I assume the Pigeonhole Principal is useful here, however I'm having trouble finding its application here. I would like to get a hint (or the full proof with a hint beforehand). Thanks
Let our number be $n=\overline {a_7a_6a_5a_4a_3a_2a_1}$
Now consider the $7$ numbers $n_i=\overline {a_i\cdots a_1}\pmod 7$.
As there are $7$ of these we either hit every reside class $\mod 7$ or we hit one twice. If we hit all the classes we must hit $0$. If we hit some class twice, say $n_i\equiv n_j\pmod7$ for some $i<j$ then it is easy to see that $\overline {a_j\cdots a_{i+1}}\equiv 0 \pmod 7$ and we are done.

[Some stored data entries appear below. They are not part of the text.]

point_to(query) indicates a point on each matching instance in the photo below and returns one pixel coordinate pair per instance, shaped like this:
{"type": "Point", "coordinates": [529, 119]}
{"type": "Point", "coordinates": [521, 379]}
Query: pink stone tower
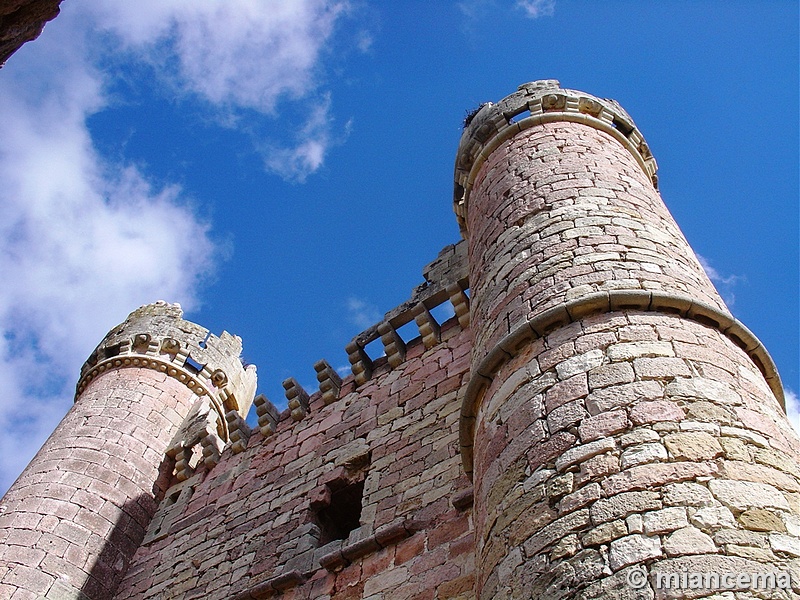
{"type": "Point", "coordinates": [72, 521]}
{"type": "Point", "coordinates": [619, 422]}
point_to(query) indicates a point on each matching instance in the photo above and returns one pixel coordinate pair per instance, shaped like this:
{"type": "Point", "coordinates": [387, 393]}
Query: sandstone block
{"type": "Point", "coordinates": [693, 446]}
{"type": "Point", "coordinates": [741, 495]}
{"type": "Point", "coordinates": [759, 519]}
{"type": "Point", "coordinates": [689, 540]}
{"type": "Point", "coordinates": [712, 517]}
{"type": "Point", "coordinates": [603, 425]}
{"type": "Point", "coordinates": [633, 549]}
{"type": "Point", "coordinates": [665, 520]}
{"type": "Point", "coordinates": [621, 505]}
{"type": "Point", "coordinates": [643, 453]}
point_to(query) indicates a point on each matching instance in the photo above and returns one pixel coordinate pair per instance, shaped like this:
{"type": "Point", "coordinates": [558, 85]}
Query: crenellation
{"type": "Point", "coordinates": [298, 399]}
{"type": "Point", "coordinates": [591, 408]}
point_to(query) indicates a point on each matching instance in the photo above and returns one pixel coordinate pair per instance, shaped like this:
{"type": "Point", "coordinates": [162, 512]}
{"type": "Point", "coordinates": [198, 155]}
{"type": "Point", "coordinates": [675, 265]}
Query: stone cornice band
{"type": "Point", "coordinates": [611, 301]}
{"type": "Point", "coordinates": [494, 124]}
{"type": "Point", "coordinates": [173, 365]}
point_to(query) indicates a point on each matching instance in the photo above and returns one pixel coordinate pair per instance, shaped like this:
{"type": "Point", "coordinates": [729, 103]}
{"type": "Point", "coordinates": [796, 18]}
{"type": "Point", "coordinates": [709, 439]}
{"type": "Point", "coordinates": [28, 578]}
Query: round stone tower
{"type": "Point", "coordinates": [621, 428]}
{"type": "Point", "coordinates": [72, 521]}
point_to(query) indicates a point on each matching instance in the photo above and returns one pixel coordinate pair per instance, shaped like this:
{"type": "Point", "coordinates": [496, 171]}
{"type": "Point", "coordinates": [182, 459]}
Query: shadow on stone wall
{"type": "Point", "coordinates": [115, 552]}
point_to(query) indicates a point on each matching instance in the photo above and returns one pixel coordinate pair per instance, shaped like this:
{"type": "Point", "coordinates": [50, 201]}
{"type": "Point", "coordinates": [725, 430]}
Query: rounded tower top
{"type": "Point", "coordinates": [156, 336]}
{"type": "Point", "coordinates": [534, 103]}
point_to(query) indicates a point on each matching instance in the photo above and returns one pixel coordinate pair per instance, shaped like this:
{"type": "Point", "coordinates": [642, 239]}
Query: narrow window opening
{"type": "Point", "coordinates": [342, 515]}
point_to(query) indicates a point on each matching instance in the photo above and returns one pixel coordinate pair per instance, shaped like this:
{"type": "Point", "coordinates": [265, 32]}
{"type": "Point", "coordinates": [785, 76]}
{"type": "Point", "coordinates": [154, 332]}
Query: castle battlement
{"type": "Point", "coordinates": [590, 418]}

Example: take $n=1248123$. Then, $\pmod 7$ we get $$\{n_1,\cdots, n_7\}\equiv \{3,2,4,3,5,1,2\}\pmod 7$$ We see that $n_1\equiv n_4\pmod 7$ so $$8123\equiv 3\pmod 7\implies 7\,|\,8120\implies 7\,|\,812$$
Or $$n_7\equiv n_2\pmod 7\implies 7\,|\,12481$$ Here, of course, we are relying on the fact that $\gcd(7,10)=1$. The claim generalizes from $7$ to any $m$ prime to $10$ using the same argument.